"Göğü Delen Adam" kitabın başlığını ilk okuduğumda, bir şeyleri zar zor başaran, kendi başına ayakta durmaya çalışan, bulunduğu yere büyük bir iz bırakan birisi olarak çağrıştırdım kafamda. Okumaya başlayınca biraz yanıldığımı anlamaya başladım. Meğersem Tuavii Avrupada (onun söyleyişine göre beyaz adamlar) yaşadığı zaman içerisinde gözlemlerini, düşüncelerini paylaşmış bizimle. Bana sorarsanız gayet açık sözlülükle anlatmış. Hayatın her yerinde açıklık ve netliği her zaman sevmişimdir. Okurken ilk dikkatimi çekende bu oldu. Okurken kendinden emin oluşunu hissettirdi bana. Ben pek oranın yaşam tarzını ve insanlarını tanımadığım için her okuduğumda yeni yeni şeyler ögrenip bazı yerlerde anlattığı olaylara çok şaşırdım. Aaa! gerçekten böylemiymiş dediğim çok oldu. Okurken düşüncelerini dile getirmiş yani aslında çoğunlukla avrupalıları( beyaz adamları) eleştirmiş diyebiliriz. Oranın insanından bir halt olmayacağını ve para düşkünü olduklarını çok açık bir şekilde ifade etmiş. Ve okurken "papalagi" kelimesini çokça gördüm. Papalagi denince beyazlar yada yabancılar anlaşılırmış. Daha da derine inilirse, göğü delen adam demekmiş. Ne garip. Papalagilerin para sevdasından kendilerini, sevgiyi, saygıyı, unuttuklarını çok güzel bir şekilde kitabına yansıtmış. Vurgulamak istediğim bir çok yer var fakat hepsini anlatmaya kalksam, kitabı okumuş kadar olacaksınız. Beyaz adamların tanrısı kim diye sorsak para derler. Tuavii öyle diyor. Para uğruna vicdanını, onurunu, gülüşünü, sevincini, sağlığını hatta eşini ve çocuklarını feda edebilirlermiş. Ne kadar üzücü değil mi? Ailenin ne kadar önemli olduğunu düşünün bir kağıt parçası veya küçücük bir demir için sevdiklerini feda ediyorsun. Bu resmen paranın gözlerini kör ettiğinij kanıtı. Okudukça paradan daha çok tiksindim diyebilirim. Çünkü sevgi saygı parayla satın alınabilecek birşey değil. Ne yani bir dükkana girip bana şu kadar sevgi verirmisin mi diyoruz. Sevgisiz kaldım mutsuzum gidip biraz mutluluk satıp alayım nasıl olsa param var mı diyoruz. Hayır tabiki böyle birşey olamaz.

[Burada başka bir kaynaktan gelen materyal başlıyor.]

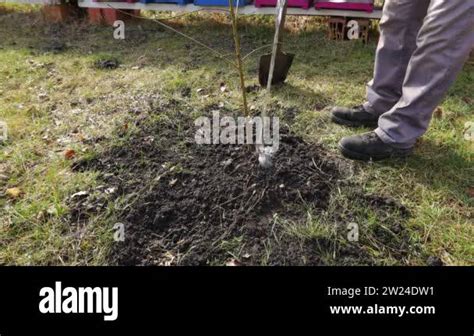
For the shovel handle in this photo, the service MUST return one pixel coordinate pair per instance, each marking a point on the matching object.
(277, 39)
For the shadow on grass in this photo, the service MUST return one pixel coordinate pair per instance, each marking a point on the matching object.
(439, 167)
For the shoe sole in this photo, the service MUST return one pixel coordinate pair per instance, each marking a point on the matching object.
(365, 157)
(351, 123)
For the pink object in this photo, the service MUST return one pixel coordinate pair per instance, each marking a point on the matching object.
(364, 5)
(291, 3)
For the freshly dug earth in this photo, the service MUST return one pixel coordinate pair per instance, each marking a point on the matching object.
(189, 204)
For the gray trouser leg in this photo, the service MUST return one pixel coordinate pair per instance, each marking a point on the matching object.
(399, 27)
(443, 45)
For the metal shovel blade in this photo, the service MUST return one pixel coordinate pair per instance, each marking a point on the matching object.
(283, 63)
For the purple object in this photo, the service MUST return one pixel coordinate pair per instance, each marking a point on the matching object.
(360, 5)
(291, 3)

Tüm herşeyi yaratan tanrıya karşı gelip, herşeyi kendisi yapmış gibi kendilerini onun yerine koyuyorlar papalagiler. Bu bir nevi ego oluyor. Ben yaptım, benim fikrimdi, ben ben ben! Ne kadarda ego ve kibir barındırıyor. Para yoksa herşey bitiyor onlar için. Orada paran yoksa kimse sana yardım etmez aç kalırsın. Ancak birinin çok fazla parası olursa, çok nadir keyfi isterse parayı dağıtır fakire fukaraya. Diğer türlü fakirde olsan yardımı geç, asıl elinde olan parayı da alırlar. Çok fazla paraları olup daha çok istiyorum diyen beyaz adamların, paraya doymadıklarını buradan anlıyorum.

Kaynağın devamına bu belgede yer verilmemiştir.